The Cutty Sark is one of the most famous ships in the world. I first visited her as a little boy during an outing to London and although I’d lived not far from her over the years, it wasn’t until the ship had undergone a multi-million pound restoration that I returned.
The famous tea cutter has been a fixture on the waterfront at Greenwich for years but there was little I recalled of that first visit, other than the old ship smelled weird and unpleasant, that it was gloomy and cramped inside and very different to the modern ships we saw sailing down the nearby Thames.
Fast forward to 2012. I’d changed, the Thames had changed and the Cutty Sark had changed too. Light, bright and fit for the 21st century, she’d reopened following a six-year restoration programme, which was interrupted and complicated by a major fire at the site.
The renovation had done wonders for the old ship, letting us get closer to her than ever before. Visitors, for example, can now get into the newly enclosed dry dock that’s been her home for so many years.
The Cutty Sark was launched in 1869 in Dumbarton, Scotland, and for much of the 1870s was involved in the tea trade between China and London, before moving on to the England-Australia route to transport wool and other goods. In 1895 she was sold to Portugese owners and renamed the Ferreira but after many years of service was in danger of becoming another wreck when Wilfred Dowman found her, bought her and restored the ship. She was berthed at Falmouth in Cornwall and Greenhithe before finally arriving at Greenwich in 1954.
The restoration programme controversially enclosed the dry dock, creating a large and bright space for the reception area, inevitable shop and cafe. But the ‘skirt’ it’s now enclosed within means you can’t see the ship’s graceful lines from top to bottom.
We entered her through a door in her side, down in the bowels of the ship, where the restored ribs of the vessel are exposed and exhibits and films tell the story of her early life in the tea trade.

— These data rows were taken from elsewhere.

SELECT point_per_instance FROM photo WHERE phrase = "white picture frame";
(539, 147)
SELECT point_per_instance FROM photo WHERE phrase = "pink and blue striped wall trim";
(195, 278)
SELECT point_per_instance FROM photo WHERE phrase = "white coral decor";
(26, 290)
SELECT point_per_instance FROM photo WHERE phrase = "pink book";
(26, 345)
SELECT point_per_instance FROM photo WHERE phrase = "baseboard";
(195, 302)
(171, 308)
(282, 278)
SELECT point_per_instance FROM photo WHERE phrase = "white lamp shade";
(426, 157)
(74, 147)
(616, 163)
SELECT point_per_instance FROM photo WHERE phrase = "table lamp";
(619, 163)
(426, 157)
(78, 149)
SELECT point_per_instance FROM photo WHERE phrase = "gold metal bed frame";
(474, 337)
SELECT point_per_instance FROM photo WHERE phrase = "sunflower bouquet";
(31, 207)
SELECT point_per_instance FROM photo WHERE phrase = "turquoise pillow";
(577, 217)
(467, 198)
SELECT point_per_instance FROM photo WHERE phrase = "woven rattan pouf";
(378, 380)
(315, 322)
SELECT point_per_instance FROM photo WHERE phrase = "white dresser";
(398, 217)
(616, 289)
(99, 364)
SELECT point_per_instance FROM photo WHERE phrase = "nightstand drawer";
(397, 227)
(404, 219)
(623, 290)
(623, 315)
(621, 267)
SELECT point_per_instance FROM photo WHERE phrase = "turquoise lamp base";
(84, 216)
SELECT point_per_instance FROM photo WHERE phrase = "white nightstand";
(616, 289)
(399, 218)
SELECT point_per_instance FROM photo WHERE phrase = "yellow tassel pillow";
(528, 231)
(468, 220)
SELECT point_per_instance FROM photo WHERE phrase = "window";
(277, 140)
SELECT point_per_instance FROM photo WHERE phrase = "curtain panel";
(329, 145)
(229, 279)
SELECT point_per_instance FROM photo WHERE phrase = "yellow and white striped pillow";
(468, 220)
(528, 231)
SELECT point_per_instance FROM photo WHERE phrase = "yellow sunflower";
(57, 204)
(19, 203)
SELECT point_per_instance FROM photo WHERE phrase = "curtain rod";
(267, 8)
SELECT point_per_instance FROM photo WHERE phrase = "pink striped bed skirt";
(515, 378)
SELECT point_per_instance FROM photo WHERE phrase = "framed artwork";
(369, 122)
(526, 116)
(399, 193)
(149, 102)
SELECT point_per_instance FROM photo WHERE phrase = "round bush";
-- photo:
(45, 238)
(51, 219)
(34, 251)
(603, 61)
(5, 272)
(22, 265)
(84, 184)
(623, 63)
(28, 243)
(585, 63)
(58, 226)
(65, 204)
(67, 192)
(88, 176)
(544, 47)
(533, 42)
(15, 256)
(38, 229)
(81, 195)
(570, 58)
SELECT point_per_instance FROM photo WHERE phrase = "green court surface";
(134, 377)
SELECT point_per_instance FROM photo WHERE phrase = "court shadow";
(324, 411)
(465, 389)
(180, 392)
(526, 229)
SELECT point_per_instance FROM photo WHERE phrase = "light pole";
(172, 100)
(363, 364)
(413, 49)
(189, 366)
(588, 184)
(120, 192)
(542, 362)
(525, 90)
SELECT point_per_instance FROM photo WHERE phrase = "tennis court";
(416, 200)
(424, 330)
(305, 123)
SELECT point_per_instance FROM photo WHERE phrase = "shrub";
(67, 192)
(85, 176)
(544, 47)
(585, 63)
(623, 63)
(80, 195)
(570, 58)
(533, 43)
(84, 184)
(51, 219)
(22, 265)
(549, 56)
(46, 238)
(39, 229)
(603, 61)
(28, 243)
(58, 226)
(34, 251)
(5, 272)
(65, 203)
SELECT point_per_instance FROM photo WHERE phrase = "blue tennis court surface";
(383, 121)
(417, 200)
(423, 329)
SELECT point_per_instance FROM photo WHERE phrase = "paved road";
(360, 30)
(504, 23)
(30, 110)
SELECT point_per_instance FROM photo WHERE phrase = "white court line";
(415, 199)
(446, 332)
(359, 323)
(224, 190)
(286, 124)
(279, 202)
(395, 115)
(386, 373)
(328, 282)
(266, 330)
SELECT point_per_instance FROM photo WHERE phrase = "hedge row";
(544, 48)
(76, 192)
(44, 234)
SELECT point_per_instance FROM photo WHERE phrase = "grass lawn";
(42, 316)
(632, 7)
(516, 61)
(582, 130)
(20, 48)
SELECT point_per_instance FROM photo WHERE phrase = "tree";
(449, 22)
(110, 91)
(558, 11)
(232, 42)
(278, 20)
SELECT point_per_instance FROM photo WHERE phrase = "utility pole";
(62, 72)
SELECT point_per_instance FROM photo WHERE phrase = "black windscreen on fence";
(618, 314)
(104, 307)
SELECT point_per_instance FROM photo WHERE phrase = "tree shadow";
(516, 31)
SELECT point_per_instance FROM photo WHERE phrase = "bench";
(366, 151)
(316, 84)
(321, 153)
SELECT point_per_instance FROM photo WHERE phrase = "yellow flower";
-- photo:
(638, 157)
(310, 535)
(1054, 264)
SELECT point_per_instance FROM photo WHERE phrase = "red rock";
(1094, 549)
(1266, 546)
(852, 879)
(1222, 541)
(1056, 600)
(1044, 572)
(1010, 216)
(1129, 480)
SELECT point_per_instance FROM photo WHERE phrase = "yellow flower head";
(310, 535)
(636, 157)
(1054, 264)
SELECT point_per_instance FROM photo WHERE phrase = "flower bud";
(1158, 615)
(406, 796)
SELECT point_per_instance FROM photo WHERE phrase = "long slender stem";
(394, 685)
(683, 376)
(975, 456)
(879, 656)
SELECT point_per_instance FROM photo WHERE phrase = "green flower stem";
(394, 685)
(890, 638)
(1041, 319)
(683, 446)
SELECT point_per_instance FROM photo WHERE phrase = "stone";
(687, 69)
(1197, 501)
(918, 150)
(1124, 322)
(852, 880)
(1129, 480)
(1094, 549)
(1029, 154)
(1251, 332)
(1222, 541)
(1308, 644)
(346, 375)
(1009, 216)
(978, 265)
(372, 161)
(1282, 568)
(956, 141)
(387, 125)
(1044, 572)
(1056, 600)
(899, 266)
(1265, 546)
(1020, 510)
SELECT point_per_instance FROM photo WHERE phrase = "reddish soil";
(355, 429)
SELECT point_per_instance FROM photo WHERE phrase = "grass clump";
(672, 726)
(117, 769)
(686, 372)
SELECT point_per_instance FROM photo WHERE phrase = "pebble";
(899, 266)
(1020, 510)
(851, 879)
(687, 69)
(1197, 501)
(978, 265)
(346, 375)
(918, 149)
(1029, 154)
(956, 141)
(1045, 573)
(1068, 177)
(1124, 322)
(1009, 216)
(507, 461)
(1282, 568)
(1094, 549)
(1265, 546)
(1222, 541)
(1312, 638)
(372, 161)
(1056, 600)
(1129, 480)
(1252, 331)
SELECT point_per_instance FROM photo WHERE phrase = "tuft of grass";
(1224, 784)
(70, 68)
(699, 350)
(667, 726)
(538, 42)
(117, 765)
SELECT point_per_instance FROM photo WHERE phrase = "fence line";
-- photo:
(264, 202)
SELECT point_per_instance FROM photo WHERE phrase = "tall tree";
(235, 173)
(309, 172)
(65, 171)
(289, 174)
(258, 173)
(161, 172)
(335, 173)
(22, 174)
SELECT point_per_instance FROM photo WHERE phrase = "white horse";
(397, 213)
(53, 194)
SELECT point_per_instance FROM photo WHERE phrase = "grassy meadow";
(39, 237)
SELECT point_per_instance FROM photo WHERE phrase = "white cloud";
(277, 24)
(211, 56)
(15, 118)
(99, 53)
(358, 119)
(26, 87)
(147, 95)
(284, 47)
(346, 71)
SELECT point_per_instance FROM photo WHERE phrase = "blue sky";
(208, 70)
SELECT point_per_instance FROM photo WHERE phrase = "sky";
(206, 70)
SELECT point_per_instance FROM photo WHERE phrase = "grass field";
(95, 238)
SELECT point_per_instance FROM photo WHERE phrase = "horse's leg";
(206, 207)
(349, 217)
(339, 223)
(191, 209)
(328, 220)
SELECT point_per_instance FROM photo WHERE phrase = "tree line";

On the ‘Tween deck, the experience continued with more hands-on artefacts and films describing her later life as a ship on the Australian trade routes and as a Portugese vessel. Outdoors, on the top deck, we admired the rigging and masts, descended into the master’s restored quarters and saw the rooms used by others who called the ship home. Sadly, some of these – the galley and other workshops included – can only be seen through glass.
Finally we descended into the dry dock, where the story of the Cutty Sark’s restoration was revealed. We experienced the weird sensation of standing under the vessel itself and gazing up at its tremendous bulk. She looks cumbersome, something like a pregnant whale, and it’s incredible to think that she was one of the fastest ships of her class at the time she was sailing the high seas.
Also in the dock was a collection of colourful merchant navy figureheads, some of them famous characters from the past.
Overall, the team at the Cutty Sark have done a good job of telling the story of her life on the oceans and the men who built and sailed her. Fortunately, they’ve managed to avoid the dumbing down we’ve seen at some newly renovated attractions while at the same time making it interesting enough for all types of visitors.